Tim Orling

Tim Orling is the Core OS Architect for High-Velocity Silicon Platforms Engineering (HSPE) in the Internet of Things Group (IOTG) at Intel. Tim joined Intel in early 2016, after many years as a volunteer developer for OpenEmbedded and the Yocto Project. He has been an open source software and embedded hardware enthusiast for many years. He taught in a university setting for more than 5 years and has given many well-received training sessions and technical talks at conferences. Tim is currently working in areas of containerization, orchestration and virtualization for embedded systems.
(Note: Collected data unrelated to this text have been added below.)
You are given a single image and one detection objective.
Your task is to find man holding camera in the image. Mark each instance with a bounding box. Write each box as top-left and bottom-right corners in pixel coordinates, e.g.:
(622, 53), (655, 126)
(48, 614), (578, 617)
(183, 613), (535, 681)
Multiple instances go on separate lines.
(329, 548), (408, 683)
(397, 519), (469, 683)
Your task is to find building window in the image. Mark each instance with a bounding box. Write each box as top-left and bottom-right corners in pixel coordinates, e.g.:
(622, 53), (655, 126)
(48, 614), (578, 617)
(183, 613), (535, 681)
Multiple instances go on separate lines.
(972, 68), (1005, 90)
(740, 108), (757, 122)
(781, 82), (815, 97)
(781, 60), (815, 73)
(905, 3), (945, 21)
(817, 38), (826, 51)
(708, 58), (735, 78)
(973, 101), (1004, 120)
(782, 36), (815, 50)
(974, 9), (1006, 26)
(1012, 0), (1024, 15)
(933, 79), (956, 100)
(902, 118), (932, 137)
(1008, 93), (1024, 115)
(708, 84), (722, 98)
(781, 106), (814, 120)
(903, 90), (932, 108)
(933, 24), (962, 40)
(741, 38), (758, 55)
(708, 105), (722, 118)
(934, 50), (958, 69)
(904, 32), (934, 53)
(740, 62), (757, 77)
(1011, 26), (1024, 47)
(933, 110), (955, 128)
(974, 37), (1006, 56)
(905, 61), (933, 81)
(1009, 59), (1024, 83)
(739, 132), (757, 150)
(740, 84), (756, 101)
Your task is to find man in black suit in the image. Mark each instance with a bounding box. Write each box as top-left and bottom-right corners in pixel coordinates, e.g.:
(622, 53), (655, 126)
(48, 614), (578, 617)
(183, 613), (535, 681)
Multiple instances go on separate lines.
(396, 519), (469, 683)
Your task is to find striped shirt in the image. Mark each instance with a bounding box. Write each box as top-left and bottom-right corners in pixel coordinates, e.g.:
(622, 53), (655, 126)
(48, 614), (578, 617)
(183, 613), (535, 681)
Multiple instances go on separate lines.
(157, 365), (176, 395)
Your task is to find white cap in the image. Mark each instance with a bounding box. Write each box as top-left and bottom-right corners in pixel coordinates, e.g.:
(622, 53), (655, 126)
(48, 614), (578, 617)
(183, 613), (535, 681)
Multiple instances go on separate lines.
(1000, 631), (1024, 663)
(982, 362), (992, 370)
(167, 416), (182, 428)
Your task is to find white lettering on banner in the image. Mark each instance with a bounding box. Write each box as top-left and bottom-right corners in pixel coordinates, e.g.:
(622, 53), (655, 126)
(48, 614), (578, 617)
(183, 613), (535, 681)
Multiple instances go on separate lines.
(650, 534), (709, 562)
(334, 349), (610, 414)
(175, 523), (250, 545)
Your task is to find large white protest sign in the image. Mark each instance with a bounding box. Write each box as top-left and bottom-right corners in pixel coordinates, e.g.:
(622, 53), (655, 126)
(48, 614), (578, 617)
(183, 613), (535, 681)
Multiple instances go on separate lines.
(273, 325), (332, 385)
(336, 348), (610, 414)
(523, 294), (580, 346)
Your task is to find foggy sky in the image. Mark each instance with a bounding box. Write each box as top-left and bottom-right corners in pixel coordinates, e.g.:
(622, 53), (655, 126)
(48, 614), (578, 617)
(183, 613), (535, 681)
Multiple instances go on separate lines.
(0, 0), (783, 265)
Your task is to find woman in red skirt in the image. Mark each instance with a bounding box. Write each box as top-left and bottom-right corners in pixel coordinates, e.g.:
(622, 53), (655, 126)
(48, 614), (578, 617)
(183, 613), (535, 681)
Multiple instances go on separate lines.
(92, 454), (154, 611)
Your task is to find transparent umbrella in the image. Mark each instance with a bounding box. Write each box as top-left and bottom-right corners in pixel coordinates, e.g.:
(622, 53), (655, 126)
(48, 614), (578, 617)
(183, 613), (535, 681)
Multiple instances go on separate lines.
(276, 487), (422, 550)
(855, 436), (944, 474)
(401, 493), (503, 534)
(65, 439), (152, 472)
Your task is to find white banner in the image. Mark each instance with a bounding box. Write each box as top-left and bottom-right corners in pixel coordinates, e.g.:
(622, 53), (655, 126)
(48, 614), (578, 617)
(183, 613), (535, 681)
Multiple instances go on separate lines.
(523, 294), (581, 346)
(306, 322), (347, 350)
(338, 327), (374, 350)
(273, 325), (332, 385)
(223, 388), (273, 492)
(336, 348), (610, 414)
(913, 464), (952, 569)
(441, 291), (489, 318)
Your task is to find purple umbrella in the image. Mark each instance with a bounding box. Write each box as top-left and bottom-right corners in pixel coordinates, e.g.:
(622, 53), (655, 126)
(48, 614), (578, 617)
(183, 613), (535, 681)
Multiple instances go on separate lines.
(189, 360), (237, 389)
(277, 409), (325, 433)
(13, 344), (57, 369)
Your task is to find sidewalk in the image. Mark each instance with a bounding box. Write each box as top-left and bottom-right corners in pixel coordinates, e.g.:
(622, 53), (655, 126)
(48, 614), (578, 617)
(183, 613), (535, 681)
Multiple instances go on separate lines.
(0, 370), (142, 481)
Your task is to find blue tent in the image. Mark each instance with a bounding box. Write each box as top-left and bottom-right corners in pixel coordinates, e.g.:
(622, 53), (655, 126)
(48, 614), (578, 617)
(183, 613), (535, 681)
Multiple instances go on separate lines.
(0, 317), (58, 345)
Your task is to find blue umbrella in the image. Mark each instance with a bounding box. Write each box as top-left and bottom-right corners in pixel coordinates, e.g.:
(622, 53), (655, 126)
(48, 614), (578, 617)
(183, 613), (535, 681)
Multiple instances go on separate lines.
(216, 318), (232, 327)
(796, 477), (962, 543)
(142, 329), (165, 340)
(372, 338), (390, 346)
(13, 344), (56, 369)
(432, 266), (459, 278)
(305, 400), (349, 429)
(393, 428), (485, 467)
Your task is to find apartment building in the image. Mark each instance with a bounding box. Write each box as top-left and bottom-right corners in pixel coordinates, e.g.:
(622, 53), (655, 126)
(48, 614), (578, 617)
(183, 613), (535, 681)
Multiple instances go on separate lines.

Tim is also driving containerized building and testing of Yocto Project in a highly-scalable Kubernetes native implementation. Tim has been tinkering at home with microcontrollers via Zephyr Project, MicroPython and CircuitPython.


Sessions

11-30
18:00
90min
Hands-On Kernel Lab: Introduction to linux-yocto, kernel config fragments and common workflow patterns
Tim Orling

The Linux kernel is a key component of your board support package (BSP). In this session, we will discuss various practical ways of building the Linux kernel in the Yocto Project. We will cover building a traditional git tree and defconfig, an out-of-tree kernel module, a linux-yocto based kernel, adding kernel fragments for additional functionality and other common workflow patterns. This session will be a combination of a talk and hands-on labs.

Room B
12-01
16:45
30min
Phosh: A GNOME based Wayland shell and compositor
Tim Orling

The phosh shell and phoc compositor together are a GNOME based GUI designed to work on a mobile phone. We will describe how to build phosh with the meta-phosh layer, look at what components outside of oe-core are required (mostly from meta-gnome), demonstrate how to create an image with gtk+3 applications similar to core-image-sato, and show how to build a pure GNOME image. Finally, we will discuss the open issues remaining to turn phosh into a sato replacement.